The same day Norsworthy's parole was finalized, the California Department of Corrections and Rehabilitation filed a motion to toss out Judge Tigar's opinion, arguing that since she'd been paroled, the ruling was moot. Norsworthy's attorneys -- from Transgender Law Center and Morgan, Lewis, and Bockius -- went back to court, arguing the state was trying to make the precedent (not to mention the cost of surgery) go away by releasing her.
That the state was desperate to avoid a precedent-setting ruling seems clear: After all, in August of 2015, it settled with Shiloh Quine, another trans inmate suing for gender-affirmation surgery. California agreed to pay for Quine's surgery, but only if all parties agreed her case could not set a precedent for anyone else. Quine agreed.
In a blow to the state, the Ninth Circuit Court of Appeals ruled against California, writing that the timing of Norsworthy's release implied "there was at least some chance that the defendants influenced the parole process." Norsworthy's case was allowed to set legal precedent for other inmates. (Earlier this year, Quine became the first Californian to receive gender-affirmation surgery while serving time.)
Since getting out of prison two years ago, Norsworthy has received treatment for her hep C. She's now cured, but says she may have permanent damage to her liver. "It's all right," she said two weeks before her own gender surgery. "I'm 53. I don't have that much time left anyway.
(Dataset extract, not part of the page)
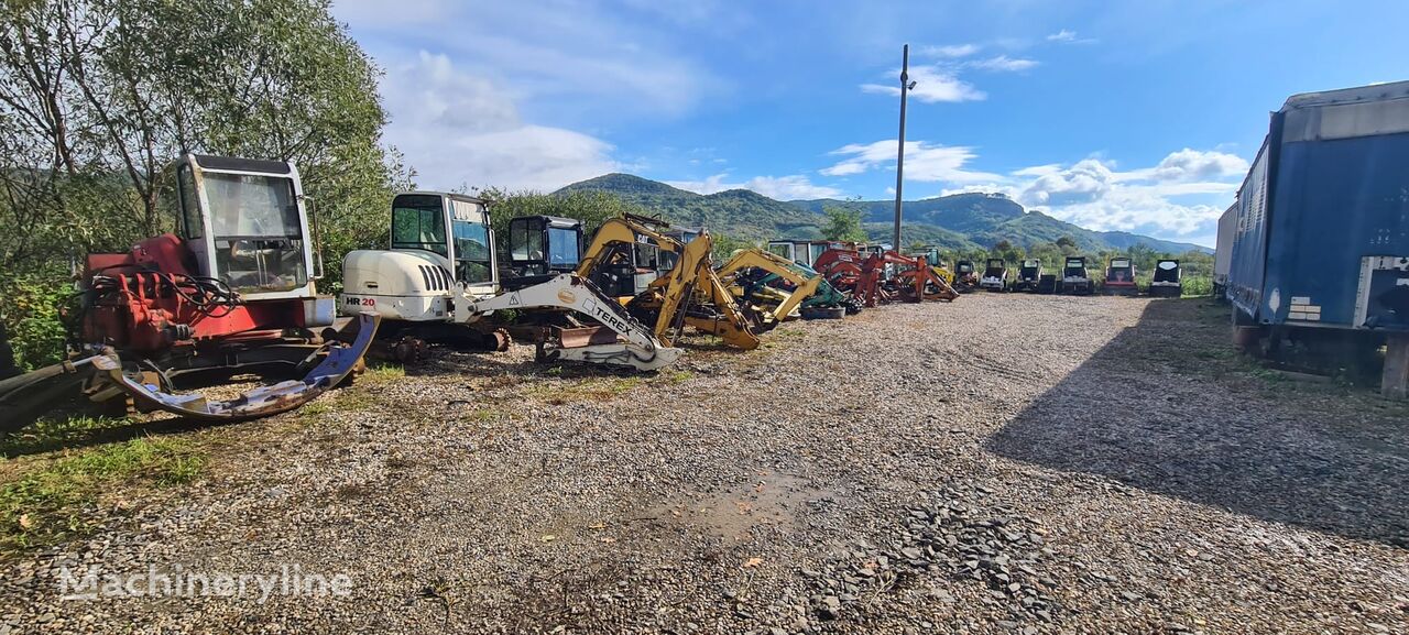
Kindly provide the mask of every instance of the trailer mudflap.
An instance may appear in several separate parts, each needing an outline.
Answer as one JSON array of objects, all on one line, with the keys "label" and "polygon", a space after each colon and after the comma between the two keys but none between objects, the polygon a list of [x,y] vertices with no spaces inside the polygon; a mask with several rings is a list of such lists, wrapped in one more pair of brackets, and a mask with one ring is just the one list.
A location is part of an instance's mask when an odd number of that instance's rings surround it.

As long as I die with my vagina."
That doesn't mean Norsworthy has given up. The firebrand has a new goal in sight. She's founded a nonprofit organization and is intent on opening Joan's House Shelter, which will offer women and trans people (especially recent parolees) transitional housing and food. It's another fight ignited by her own experiences. Released into the San Francisco Bay Area with what she calls a "1980s skill set," Norsworthy learned the hard way that the tech boom has displaced the region's trans (and working-class) residents and sent real estate prices skyrocketing. There simply was no housing available for people like her.
With a board of directors in place, legal paperwork filed and the marketing firm Three Girls Media on board, Norsworthy's next hurdle is finding the funding necessary to buy property in one of the country's hottest real estate markets.
"A lot of groups -- yes, they provide services, but they were not providing shelter or housing. There are no trans specific services when it comes to housing and food. So, like I did inside as a self-advocator, I just go, Fuck it. They don't wanna do it? I'll do it.